Calendar overlap. The 2026 calendar has 24 races. We have profiles for 29 circuits, but four of those (Sochi, Istanbul, Hockenheim, Le Castellet) are no longer on the calendar and three 2026 venues (Madrid, the rotation slot) are too new for FastF1 coverage. The Atlas is a reference for circuits that have run; the gap will close as new venues build history.

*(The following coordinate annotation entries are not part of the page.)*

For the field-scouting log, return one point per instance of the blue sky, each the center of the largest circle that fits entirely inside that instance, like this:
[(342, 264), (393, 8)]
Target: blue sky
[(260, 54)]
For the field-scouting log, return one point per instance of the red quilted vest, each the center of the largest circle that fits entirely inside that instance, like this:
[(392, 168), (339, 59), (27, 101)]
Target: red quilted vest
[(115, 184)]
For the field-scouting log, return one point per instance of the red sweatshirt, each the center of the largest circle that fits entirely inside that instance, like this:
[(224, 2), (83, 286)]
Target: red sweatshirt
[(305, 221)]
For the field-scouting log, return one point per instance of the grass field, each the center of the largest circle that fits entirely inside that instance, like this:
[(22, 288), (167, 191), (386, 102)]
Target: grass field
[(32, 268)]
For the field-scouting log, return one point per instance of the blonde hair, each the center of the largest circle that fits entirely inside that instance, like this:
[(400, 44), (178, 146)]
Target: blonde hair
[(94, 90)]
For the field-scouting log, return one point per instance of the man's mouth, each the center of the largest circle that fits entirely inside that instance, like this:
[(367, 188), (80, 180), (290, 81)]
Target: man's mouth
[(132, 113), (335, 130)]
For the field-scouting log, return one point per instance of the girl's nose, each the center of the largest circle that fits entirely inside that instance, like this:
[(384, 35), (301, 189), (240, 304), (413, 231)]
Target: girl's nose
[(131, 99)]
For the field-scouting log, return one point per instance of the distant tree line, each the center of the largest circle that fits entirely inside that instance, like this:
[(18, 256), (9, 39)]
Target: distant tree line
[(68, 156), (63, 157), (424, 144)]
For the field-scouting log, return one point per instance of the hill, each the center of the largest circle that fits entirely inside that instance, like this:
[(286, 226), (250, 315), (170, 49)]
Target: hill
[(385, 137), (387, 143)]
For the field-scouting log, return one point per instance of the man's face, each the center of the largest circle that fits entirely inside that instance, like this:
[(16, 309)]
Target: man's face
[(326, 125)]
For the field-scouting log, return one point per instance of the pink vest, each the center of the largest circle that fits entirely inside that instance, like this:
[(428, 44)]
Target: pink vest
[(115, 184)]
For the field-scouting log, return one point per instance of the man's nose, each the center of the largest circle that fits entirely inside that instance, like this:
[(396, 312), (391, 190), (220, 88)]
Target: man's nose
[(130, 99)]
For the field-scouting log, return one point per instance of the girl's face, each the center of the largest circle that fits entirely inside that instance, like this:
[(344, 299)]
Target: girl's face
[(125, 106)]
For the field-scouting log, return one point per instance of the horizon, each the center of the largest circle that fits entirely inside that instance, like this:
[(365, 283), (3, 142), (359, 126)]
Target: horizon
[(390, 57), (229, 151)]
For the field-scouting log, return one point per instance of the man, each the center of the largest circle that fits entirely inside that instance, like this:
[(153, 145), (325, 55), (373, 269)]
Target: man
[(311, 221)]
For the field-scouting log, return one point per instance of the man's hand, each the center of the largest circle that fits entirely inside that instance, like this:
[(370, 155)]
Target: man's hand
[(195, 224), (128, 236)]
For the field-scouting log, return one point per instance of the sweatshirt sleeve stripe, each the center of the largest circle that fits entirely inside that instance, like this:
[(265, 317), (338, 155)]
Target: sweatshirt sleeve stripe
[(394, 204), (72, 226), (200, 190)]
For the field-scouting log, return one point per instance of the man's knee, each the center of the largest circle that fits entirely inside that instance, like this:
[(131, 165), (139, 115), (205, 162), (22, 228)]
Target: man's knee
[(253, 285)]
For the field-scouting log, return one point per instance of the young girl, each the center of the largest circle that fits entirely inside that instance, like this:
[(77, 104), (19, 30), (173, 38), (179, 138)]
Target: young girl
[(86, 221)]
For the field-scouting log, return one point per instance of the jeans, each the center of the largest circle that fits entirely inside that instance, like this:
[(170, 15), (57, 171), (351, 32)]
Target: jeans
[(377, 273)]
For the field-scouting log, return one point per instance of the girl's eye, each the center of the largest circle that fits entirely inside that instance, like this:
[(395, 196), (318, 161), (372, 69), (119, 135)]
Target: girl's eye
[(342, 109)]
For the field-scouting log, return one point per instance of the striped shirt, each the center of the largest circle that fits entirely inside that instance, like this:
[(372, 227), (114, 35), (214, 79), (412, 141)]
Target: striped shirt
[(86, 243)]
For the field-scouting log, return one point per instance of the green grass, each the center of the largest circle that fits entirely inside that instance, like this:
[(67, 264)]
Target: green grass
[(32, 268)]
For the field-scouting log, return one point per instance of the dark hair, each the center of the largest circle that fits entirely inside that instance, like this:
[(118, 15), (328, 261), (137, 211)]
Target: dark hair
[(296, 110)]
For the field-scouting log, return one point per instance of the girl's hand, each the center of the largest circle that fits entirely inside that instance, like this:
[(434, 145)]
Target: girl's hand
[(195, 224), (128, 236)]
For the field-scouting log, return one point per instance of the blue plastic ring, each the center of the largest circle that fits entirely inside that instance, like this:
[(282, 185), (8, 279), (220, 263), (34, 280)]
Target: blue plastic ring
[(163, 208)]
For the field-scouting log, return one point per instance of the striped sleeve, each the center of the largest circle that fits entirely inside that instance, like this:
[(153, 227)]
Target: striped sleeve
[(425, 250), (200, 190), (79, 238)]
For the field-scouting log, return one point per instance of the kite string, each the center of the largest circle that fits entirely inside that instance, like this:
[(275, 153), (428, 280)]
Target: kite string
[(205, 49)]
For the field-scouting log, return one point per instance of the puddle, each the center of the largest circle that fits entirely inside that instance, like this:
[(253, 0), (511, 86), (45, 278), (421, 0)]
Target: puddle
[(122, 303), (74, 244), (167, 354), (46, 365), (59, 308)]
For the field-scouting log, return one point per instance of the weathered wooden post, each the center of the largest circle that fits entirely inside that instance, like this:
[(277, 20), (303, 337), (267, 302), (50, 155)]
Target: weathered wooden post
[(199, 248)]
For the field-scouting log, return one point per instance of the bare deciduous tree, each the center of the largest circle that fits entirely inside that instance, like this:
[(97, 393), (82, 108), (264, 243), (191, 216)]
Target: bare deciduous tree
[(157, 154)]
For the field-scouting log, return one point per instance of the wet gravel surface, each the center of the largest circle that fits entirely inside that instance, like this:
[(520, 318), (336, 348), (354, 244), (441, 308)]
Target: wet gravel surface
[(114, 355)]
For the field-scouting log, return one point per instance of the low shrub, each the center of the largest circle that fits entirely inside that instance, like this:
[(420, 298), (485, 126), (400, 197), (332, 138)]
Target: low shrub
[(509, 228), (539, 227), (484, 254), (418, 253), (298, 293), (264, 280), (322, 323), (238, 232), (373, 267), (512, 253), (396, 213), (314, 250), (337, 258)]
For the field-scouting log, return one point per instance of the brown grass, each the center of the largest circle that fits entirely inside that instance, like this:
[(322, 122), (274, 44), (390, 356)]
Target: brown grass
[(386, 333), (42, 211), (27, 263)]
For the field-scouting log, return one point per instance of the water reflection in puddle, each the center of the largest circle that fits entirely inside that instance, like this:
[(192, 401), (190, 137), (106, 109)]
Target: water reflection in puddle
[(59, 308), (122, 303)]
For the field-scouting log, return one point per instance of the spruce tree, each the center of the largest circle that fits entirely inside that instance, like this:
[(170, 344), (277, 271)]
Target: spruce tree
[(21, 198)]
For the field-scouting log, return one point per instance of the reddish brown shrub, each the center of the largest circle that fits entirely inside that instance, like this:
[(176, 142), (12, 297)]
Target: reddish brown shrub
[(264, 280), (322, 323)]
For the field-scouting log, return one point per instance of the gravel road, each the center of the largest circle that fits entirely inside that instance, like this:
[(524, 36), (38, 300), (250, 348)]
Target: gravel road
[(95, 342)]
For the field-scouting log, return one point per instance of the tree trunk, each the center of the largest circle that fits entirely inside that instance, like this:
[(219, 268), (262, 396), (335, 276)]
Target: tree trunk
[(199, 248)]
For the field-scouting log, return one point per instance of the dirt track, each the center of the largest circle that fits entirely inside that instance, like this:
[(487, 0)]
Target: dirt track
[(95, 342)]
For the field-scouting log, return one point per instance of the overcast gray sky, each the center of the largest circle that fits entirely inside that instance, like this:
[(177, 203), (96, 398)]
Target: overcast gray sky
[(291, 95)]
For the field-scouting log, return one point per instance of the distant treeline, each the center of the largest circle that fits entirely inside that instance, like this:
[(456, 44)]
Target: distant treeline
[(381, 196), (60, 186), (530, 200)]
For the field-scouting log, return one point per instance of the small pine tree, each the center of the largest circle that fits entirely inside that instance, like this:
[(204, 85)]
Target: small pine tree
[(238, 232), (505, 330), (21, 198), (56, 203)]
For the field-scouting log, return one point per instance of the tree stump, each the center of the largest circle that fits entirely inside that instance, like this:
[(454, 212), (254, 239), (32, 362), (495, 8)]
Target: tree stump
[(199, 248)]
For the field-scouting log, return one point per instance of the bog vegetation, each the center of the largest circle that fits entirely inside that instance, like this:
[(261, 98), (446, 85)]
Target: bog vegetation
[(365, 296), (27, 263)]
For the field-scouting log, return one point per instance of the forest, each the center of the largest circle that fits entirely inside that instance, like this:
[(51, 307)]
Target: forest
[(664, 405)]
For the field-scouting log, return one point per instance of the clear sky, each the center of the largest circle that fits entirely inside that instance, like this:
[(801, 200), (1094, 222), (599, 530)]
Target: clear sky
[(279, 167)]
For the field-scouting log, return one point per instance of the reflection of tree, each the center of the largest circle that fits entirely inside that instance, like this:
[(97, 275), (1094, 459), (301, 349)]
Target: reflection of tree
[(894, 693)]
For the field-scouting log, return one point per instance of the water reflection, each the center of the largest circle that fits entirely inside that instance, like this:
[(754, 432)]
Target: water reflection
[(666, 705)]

Team DNA on the same axes. The brief originally called for an overlay of each team’s profile on the same four axes: “where does Mercedes sit on sector imbalance versus pace spread, summed across all the tracks they’ve raced?” This is technically computable but the team data in our window (Aston Martin’s identity reset in 2021, Audi’s arrival, the Alfa-Sauber identity chain) creates ambiguity about what “Mercedes” means as a single entity across the FastF1 window. A v2 of this piece would handle the team-DNA overlay carefully. For now, the Atlas is a circuit-side reference and the team analysis is qualitative.

What this piece is for

The Atlas is meant to be the chart you pull up before each race weekend, especially at venues whose reputations are out of step with the data. The next time someone says “Monaco is unique”, you can check the four-axis profile and tell them what kind of unique. The next time someone says “Bahrain favours Red Bull because power”, you can check that the dominant Bahrain axis is tyre intensity, not power-style sector imbalance.

What you do with that information is, of course, up to you. The data won’t tell you who wins the race. It will tell you which of the things the broadcasters say about the circuit are correct and which are the same line they used last year.

Every Sunday adds samples. The Atlas updates with each refit. The fingerprints sharpen.